TEOLOGIA E MAGISTÉRIO
AS VOCAÇÕES SACERDOTAIS
E O REALISMO
ANTROPOLÓGICO CRISTÃO
Prof. Paolo Scarafoni,
L.C. *
Reitor do Ateneu Pontifício
Regina Apostolorum (Roma)
A vocação sacerdotal é o
maior dom de Deus a uma criatura, a um homem, pois consiste na identificação
com Cristo sacerdote que salva e santifica a humanidade.
Nas vocações sacerdotais
vemos todas as consequências do despojamento do Filho de Deus com a sua
Encarnação, porque a presença pessoal de Cristo sacerdote estende-se a homens
concretos, frágeis e cheios de limitações, que, pela graça de Deus, se tornaram
dignos de receber um dom tão excelente.
Desta perspectiva da kenosis,
não devemos perder de vista um são realismo antropológico nas diversas fases da
vocação sacerdotal. A antropologia cristã realista evita o naturalismo
ingénuo, que considera o homem completamente bom e conduz ao laxismo e à
auto-condescendência, ou ao pelagianismo voluntarista; evita o milagrismo
ou sobrenaturalismo erróneo, que vê na intervenção de Deus a solução para
todas as carências do homem e conduz a formas de espiritualidade sentimental; e
também evita a interpretação determinista da história e da sociedade,
que vê o homem como um produto da sociedade que o rodeia, sem responsabilidade
individual. A antropologia cristã realista contempla um homem criado à imagem e
semelhança de Deus, livre, redimido pela graça e pela identificação com o seu
Filho Jesus Cristo (identificação que é excelsa nos que são chamados à Ordem
sacerdotal); contudo, este mesmo homem está marcado pelo pecado. Mesmo depois
do baptismo e da ordenação sacerdotal, permanece o fomes peccati, que
serve para suscitar o esforço e o mérito na luta contra a tripla
concupiscência. Nos planos de Deus, a redenção supõe a luta e o empenho, não a
cómoda preguiça.
Além disso, a antropologia
cristã realista tem em conta que a sociedade e a cultura exercem um forte
influxo na personalidade e nos hábitos do comportamento. Nas circunstâncias
actuais, as características destes ambientes são muito mais desfavoráveis, do
que há algumas décadas atrás, para aqueles que querem responder à vocação
cristã e sacerdotal. A educação e a catequese na fé e na moral cristã
apresentam maiores carências entre os fiéis de hoje.

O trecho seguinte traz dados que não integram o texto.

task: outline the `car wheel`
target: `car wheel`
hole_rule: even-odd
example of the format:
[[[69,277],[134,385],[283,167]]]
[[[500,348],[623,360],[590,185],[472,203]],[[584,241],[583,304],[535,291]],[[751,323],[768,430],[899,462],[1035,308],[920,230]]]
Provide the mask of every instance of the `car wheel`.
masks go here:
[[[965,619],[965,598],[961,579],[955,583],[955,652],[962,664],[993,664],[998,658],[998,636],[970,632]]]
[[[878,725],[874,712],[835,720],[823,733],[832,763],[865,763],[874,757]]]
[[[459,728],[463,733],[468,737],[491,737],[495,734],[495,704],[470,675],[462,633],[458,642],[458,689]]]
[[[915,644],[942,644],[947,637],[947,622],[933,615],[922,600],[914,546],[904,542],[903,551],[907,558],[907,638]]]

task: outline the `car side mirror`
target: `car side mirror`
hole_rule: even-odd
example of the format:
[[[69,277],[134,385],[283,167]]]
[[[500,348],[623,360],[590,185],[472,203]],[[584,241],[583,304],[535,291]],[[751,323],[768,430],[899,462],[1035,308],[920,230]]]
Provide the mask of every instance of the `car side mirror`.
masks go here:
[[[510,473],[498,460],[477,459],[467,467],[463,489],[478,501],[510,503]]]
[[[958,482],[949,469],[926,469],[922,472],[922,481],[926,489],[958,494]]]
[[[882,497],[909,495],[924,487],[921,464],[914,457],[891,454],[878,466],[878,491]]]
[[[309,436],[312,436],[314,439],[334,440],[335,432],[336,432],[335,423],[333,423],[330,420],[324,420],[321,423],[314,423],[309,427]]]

Encontramo-nos perante jovens
propensos a reagir de acordo com o sentimentalismo e as emoções, que carecem
notavelmente de vontade e espírito de sacrifício, de mente confusa e
entorpecida, com pouca sensibilidade humanística pela prevalência das técnicas
aplicadas, e frequentemente com uma notável fragilidade afectiva, devido à
debilidade da vida familiar. Porém, os jovens de hoje são muito mais
espontâneos e comunicativos, o que é uma grande vantagem para a sua formação.
Na primeira fase de procura e
de proposta da vocação, este realismo antropológico leva a ter presente que é
necessário explicar aos jovens, com claridade e muitas vezes, em que consiste a
vocação sacerdotal, desconhecida para quase todos, e mostrar-lhes a urgência
real que ela tem para a Igreja e para a humanidade, para permitir que a graça
de Deus ressoe nas suas consciências com o chamamento; e que o acolhimento
deste chamamento sob o influxo da graça de Deus e depois de um discernimento
atento, estará cheio de temores e perplexidades, e por isso os jovens necessitarão
de apoio e ajuda solícita dentro do respeito e da caridade.
Na segunda fase da formação
das vocações sacerdotais, o realismo antropológico leva à consideração de que,
se é indispensável um amplo período de tempo de formação antes de chegar à ordenação
sacerdotal, nas circunstâncias actuais a formação de uma vocação torna-se ainda
muito mais lenta e laboriosa. É necessário dar um forte acento na formação
humana, especialmente da vontade e da coerência, do domínio das emoções. É
mister trabalhar com constância e conceder o tempo necessário, não confiando
nos primeiros progressos, imediatos e rápidos.
A concepção antropológica
cristã realista atribui muita importância à acção do Espírito Santo e bem sabe
que Ele é constante na sua obra silenciosa e interior nas consciências. Por
vezes, é surpreendente nos progressos e nos dons espirituais que concede aos
jovens que se preparam para o sacerdócio. É necessário educar para um
discernimento amoroso e para uma fidelidade dócil e exigente às suas inspirações.
* Videoconferência mundial organizada pela
Congregação para o Clero sobre o tema Vocação ao sacerdócio, em
28-IV-04, tomada da página na Internet da Congregação: www.clerus.org.